I loaded in a corpus of texts from the Coursera course, and conducted some exploratory analyses of these texts. Since the corpus is quite large, I sampled 10% of lines from the corpus to find the most common n-grams (i.e., n = 1, 2, 3, 4). In my sample, I also determined that ~13 000 words provided coverage for 90% of the corpus, and the number of words required to reach 100% coverage exceeded 100 000.
I used the following packages: ggplot2, gridExtra, knitr, readtext, quanteda, stringi, and tidyverse.
In the coming weeks, I will need to construct a predictive model for user text input. The data will be divided into training, development and test sets to develop this model. The n-gram frequency tables from the training set will be used to predict the next word, given the user’s text input (Markov assumption) This will be based on a backoff strategy, where an (n-1)-gram will be used whenever an n-gram is not available, defaulting to a unigram if needed.
In the Shiny app, users will input text which will then:
From Capstone Project descriptions:
We start by loading in the assigned corpus (a collection of texts to analyze), derived from from blogs, news, and Twitter sources.

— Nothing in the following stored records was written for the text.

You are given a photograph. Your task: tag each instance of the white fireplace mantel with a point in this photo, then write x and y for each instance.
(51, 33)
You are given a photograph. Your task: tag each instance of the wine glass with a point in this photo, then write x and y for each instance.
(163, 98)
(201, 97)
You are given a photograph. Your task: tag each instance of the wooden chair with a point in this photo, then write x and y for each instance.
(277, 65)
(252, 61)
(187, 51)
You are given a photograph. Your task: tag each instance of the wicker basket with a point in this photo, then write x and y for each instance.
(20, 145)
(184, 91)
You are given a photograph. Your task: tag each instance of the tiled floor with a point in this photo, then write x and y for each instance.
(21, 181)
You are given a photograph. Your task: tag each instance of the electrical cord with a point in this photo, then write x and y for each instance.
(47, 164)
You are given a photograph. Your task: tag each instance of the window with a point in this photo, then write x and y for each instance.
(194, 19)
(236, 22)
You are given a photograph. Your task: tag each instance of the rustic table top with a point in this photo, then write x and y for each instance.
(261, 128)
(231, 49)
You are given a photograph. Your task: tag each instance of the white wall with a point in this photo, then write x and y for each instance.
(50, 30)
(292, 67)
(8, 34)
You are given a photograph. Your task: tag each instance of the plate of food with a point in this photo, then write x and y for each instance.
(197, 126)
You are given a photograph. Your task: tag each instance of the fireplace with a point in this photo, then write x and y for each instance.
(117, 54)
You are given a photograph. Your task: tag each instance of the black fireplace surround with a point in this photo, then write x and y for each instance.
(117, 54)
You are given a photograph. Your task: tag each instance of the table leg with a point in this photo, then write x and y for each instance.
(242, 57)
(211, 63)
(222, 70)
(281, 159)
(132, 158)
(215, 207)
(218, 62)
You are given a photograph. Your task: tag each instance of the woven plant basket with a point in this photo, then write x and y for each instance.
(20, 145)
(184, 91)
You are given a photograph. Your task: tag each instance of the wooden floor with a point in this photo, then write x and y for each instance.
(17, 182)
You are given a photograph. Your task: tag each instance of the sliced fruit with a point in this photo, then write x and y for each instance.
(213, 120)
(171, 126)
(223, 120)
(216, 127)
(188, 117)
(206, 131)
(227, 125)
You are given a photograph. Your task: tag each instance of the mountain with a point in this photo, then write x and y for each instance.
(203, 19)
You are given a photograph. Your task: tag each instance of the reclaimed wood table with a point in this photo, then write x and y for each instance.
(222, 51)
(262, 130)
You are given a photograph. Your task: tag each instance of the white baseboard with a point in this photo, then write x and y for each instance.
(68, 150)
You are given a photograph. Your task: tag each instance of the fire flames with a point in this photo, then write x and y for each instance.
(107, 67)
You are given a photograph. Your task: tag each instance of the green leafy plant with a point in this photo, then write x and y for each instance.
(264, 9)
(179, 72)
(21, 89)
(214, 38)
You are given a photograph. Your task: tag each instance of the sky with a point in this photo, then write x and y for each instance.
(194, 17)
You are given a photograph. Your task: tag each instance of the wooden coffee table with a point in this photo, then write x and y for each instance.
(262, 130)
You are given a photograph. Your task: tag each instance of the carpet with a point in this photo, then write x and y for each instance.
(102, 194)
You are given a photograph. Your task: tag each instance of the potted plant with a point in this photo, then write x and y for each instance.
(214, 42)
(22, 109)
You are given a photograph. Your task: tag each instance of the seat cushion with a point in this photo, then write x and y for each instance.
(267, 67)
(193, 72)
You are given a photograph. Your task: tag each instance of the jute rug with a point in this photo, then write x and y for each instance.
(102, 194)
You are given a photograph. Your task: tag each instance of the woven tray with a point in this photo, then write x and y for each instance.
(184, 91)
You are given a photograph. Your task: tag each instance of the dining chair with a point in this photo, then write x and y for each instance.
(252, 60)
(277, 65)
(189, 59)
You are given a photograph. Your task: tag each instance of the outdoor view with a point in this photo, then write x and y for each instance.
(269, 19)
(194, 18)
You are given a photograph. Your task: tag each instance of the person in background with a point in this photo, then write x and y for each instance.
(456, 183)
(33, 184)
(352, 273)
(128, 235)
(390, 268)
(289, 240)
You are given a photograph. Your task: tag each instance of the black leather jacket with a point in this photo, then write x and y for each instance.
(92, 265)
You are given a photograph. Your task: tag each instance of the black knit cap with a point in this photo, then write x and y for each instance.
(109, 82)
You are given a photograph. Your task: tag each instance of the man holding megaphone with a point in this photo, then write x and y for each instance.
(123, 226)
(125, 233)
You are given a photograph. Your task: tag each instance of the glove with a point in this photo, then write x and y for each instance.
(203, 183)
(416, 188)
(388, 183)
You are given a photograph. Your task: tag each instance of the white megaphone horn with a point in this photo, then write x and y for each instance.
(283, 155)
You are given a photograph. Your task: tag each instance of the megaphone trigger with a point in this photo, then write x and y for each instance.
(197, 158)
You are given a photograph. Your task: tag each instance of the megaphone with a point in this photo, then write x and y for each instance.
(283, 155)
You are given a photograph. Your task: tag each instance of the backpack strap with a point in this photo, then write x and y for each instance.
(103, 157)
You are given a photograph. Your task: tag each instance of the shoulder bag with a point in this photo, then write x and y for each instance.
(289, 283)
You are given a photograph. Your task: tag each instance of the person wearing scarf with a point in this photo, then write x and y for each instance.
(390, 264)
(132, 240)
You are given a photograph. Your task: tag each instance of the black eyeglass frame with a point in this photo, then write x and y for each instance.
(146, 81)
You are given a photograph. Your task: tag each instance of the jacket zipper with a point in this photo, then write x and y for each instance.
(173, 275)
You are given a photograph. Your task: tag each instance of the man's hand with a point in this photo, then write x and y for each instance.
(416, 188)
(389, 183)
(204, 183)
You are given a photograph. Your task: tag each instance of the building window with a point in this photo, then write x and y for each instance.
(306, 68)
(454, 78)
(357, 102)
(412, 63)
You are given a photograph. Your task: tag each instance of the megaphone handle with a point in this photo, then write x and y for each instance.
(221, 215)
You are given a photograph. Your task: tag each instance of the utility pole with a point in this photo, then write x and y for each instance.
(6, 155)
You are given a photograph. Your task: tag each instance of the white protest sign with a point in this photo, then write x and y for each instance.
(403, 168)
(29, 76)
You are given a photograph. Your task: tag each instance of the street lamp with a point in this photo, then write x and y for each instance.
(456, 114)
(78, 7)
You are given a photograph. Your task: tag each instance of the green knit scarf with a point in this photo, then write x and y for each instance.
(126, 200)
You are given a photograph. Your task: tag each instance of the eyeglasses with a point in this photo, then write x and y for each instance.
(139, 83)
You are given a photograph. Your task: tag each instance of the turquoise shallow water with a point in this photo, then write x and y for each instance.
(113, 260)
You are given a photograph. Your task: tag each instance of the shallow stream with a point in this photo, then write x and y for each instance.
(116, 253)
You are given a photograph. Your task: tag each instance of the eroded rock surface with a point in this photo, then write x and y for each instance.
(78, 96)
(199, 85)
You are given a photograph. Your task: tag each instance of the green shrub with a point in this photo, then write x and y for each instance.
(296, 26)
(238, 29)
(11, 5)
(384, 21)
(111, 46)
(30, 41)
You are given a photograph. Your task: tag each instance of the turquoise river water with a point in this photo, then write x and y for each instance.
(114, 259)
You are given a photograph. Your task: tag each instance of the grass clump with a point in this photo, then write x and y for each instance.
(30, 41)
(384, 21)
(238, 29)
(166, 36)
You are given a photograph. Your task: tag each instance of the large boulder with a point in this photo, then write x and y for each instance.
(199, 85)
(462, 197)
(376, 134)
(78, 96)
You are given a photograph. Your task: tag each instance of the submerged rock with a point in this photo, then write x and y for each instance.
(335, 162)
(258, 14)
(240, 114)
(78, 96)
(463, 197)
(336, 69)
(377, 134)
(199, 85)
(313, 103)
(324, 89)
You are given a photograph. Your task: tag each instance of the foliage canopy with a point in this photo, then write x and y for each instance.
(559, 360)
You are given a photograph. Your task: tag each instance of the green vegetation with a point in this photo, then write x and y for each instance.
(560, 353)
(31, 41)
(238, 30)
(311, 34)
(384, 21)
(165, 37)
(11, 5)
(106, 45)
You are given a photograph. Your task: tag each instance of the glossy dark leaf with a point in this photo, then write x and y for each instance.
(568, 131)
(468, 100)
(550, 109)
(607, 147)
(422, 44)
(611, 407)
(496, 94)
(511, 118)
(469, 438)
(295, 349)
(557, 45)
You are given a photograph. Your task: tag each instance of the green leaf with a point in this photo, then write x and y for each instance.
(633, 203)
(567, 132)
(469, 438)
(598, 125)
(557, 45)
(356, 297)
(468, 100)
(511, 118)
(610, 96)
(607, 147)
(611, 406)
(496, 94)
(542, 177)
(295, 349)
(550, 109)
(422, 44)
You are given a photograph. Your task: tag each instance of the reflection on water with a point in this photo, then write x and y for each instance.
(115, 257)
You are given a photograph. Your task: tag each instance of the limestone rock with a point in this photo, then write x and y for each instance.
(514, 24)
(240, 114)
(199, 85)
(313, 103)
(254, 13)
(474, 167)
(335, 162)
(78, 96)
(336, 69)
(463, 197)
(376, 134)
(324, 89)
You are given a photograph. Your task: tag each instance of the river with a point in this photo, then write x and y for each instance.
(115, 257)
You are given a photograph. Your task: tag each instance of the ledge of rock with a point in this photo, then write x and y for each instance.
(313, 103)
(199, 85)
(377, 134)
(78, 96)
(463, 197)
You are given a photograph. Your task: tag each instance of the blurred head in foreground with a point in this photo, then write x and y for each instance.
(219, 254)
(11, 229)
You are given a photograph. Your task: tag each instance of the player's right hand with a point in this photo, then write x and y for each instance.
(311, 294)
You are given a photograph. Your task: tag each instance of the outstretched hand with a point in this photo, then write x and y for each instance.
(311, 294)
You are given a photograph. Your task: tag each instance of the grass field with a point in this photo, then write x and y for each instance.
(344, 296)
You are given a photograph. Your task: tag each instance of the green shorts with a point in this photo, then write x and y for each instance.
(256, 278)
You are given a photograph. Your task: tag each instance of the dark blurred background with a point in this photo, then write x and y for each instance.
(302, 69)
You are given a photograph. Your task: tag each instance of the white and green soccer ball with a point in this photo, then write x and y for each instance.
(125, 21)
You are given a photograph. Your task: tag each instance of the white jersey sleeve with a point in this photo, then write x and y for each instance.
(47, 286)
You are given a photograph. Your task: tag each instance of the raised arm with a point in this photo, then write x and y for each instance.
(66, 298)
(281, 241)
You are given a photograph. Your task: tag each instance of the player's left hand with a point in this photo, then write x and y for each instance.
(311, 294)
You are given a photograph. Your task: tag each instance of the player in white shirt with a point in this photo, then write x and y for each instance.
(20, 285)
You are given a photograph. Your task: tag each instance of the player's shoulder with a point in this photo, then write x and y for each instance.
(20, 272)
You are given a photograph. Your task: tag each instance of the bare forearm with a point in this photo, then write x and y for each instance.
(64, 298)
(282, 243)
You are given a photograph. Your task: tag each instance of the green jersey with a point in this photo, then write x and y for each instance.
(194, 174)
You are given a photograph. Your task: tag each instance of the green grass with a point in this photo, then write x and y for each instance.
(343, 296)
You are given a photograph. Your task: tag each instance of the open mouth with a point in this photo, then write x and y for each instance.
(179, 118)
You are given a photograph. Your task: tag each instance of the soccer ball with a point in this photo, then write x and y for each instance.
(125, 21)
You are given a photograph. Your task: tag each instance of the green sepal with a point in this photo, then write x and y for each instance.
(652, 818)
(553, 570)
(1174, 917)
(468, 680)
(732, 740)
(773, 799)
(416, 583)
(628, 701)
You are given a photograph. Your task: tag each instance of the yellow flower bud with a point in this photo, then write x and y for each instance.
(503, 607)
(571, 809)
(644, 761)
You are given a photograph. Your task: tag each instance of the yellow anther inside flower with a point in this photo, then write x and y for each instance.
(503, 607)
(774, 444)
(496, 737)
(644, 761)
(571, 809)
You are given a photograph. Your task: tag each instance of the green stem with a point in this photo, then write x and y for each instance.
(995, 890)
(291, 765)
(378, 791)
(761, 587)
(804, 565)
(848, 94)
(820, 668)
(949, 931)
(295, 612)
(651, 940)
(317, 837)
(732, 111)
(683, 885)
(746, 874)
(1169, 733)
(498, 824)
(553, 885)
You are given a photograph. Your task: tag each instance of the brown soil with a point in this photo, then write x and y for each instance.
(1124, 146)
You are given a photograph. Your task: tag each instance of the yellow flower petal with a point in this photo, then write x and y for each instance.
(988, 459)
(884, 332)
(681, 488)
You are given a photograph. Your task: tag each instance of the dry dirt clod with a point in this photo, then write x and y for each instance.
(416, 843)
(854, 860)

The data set also also texts from other languages, but we will only focus on English sources here.
We also load in a publically-available list of profanities to filter out later in our analysis.
# blogs
btemp <- file("en_US.blogs.txt", open = "r")
blogs <- readLines(btemp, encoding = "UTF-8", skipNul = TRUE)
# news
ntemp <- file("en_US.news.txt", open = "r")
news <- readLines(ntemp, encoding = "UTF-8", skipNul = TRUE)
# twitter
ttemp <- file("en_US.twitter.txt", open = "r")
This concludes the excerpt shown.